Duró unos minutos hasta que al fin se controló.

– No entiendo nada de todo esto -dijo-. Tienes que explicármelo.

– No tenían a Darío -dijo-. Nunca tuvieron a Darío. Han jugado a un juego para ver si podían conseguir lo que querían.

– Pero Revnik tampoco tiene a Darío -dijo Consuelo-. Eso ya lo sabemos. Nos lo dijo.

– Por eso el hombre de Donstov nos volvió a llamar -dijo Falcón-. Tú tenías razón. Estaba nervioso. Se enfureció cuando le dijiste que Revnik decía que tenía a Darío, y por eso le cortaron el dedo a este niño. Luego se calmó. Volvió con el incentivo, por si tú le tomabas el pelo. No tenía nada que perder al fingir que tenía a Darío, y funcionó. Llevó todo adelante, hizo que todo el mundo trabajase bajo presión. Y existe, por supuesto, la posibilidad de que todavía tenga algún amigo en el grupo de Revnik.

– ¿Pero quién tiene a Darío? -dijo Consuelo.

– No lo sé.

Se oyó un grito ahogado procedente de la otra habitación.

– Sácame de aquí -dijo Consuelo-. Esta gente es demoníaca.

Salieron a la habitación principal.

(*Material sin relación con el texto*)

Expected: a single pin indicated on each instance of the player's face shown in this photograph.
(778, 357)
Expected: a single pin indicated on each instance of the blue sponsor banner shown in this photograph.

El hablante de español volvió.

– ¿Cuál es el problema? -preguntó.

– El chico no es su hijo -dijo Falcón-. No sabemos quién es.

– Tiene que ser -dijo, mirando a la puerta.

– Conozco a mi hijo -replicó Consuelo.

– Quédense aquí. No se muevan.

El hablante de español entró en la habitación donde estaban interrogando al cubano, que seguía atado a la silla, pero boca abajo en el suelo y ensangrentado con un trozo de tela en la boca. La puerta se cerró. Preguntas en ruso. Gritos ahogados de dolor. Luego un susurro indiscernible. Se abrió la puerta.

– Dice que nunca tuvieron al niño, que la engañaron -dijo el hablante de español-. No sé si creerle. De todos modos, lo averiguaremos. Váyanse ahora. Esperen.

Cogió sus pantalones de combate, sacó dos discos metidos en fundas.

– Éstas son réplicas exactas de los discos protegidos números 26 y 27, pero con datos cifrados diferentes. Cambie éstos por los originales. Requieren la misma contraseña y el mismo software de encriptación para descifrarlos que los que tienen en la Jefatura. Tráiganos esos originales. Y ahora váyase. Ella se queda.